The Director of BONELA, Mr. Uyapo Ndadi, said the Act also extends to the protection of non-citizens who are presently subjected to pre-employment HIV testing as a pre-condition for employment in that those who are found to be HIV positive are denied employment in the public service. He said: “It can not be denied that this practice is discriminatory and BONELA is happy that the government has acknowledged it. He added that this provision of the Act is a move in the right direction and will certainly improve Botswana’s human rights standing.”

He added that the Act is also commendable as it deals with employees who have the propensity to disclose confidential information of other employees, including HIV status, as the culprits or perpetrators will be liable to a fine not exceeding P500 or imprisonment for a term not exceeding 6 months or both through Section 63 (1).

Ndadi however laments that “the Public Service Act has inherent limitations as it only applies to public service servants and excludes private sector employees who are in the majority of cases victims of wanton abuse, prejudice and discrimination in the workplace because of their actual or presumed HIV positive status.

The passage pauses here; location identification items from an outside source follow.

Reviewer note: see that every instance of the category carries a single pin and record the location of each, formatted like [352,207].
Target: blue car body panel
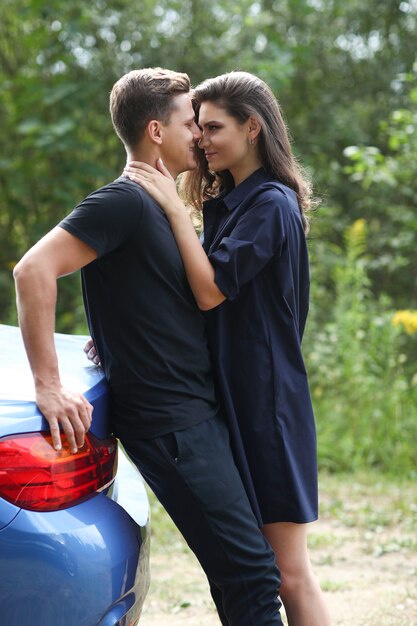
[86,565]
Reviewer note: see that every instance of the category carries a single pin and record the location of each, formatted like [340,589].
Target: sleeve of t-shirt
[257,236]
[106,219]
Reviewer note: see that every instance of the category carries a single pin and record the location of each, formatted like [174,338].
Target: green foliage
[364,388]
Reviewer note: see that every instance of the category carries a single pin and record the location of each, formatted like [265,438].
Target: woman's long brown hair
[243,95]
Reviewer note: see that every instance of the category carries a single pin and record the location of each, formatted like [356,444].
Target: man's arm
[36,274]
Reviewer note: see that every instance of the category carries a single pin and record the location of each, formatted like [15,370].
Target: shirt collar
[239,193]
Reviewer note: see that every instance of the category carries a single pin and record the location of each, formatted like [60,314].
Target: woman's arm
[200,273]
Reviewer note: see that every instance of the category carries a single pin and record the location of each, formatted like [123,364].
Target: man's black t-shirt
[142,315]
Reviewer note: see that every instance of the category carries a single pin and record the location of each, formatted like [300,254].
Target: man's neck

This gap therefore needs to be plugged by amending our Employment Act to be consistent with the new Public Service Act. In this regard, BONELA shall therefore continue steadfastly with its HIV Employment Law Campaign. Our approach now is to engage back benchers in parliament to introduce a Private Member’s Bill on the law”

In a related matter, the Director of BONELA took the upcoming Labour Day commemorations as an opportunity to condemn the dismissal of top officials in government without hearings and without reasons being advanced for their dismissal as this flies in the face of good and fair labour practices.

The Botswana Network on Ethics, Law and HIV/AIDS (BONELA) is thrilled to announce that it has finally been given permission to make its groundbreaking presentation at the National AIDS Council (NAC) on findings of an assessment of access to health services by the Lesbian, Gay, Bisexual and Trans-gendered community as well as a study on men who have sex with men (MSM) in May this year.

This decision was made by His Excellency, Festus Mogae, the former president of Botswana at the NAC last week, following a query by BONELA as the presentation initially scheduled for May last year was cancelled at the last minute without consultation.

Commenting on this turn of events, the Director of BONELA, Mr. Uyapo Ndadi said; “As an organization, we are excited that our leaders are now more progressive and open towards issues of sexual minorities which is reflective of sound democratic principles. The fact that we were the first country to provide antiretroviral therapy to HIV to those in need was a great leap forward, but evidence reveals that this alone will be overshadowed and undermined by leaving sexual minorities in the lurch.”

In addition, BONELA’s Prevention and Research Initiative for Sexual Minorities, Coordinator, Ms. Felistus Motimedi said that Botswana can not respond adequately to an epidemic based on hearsay, but needs to engage in a holistic intervention that is evidence-based and tailor-made to suit different groups. She added that the research findings BONELA will present are unique as no such research has been conducted in Botswana before, thus it will assist the country in putting in place policies and programmes inclusive of marginalized and most at risk populations.

BONELA conducted a needs assessment on access to health services by sexual minorities and as well as a study on MSM in 2008 to determine prevalence of HIV and knowledge of HIV transmission in this community.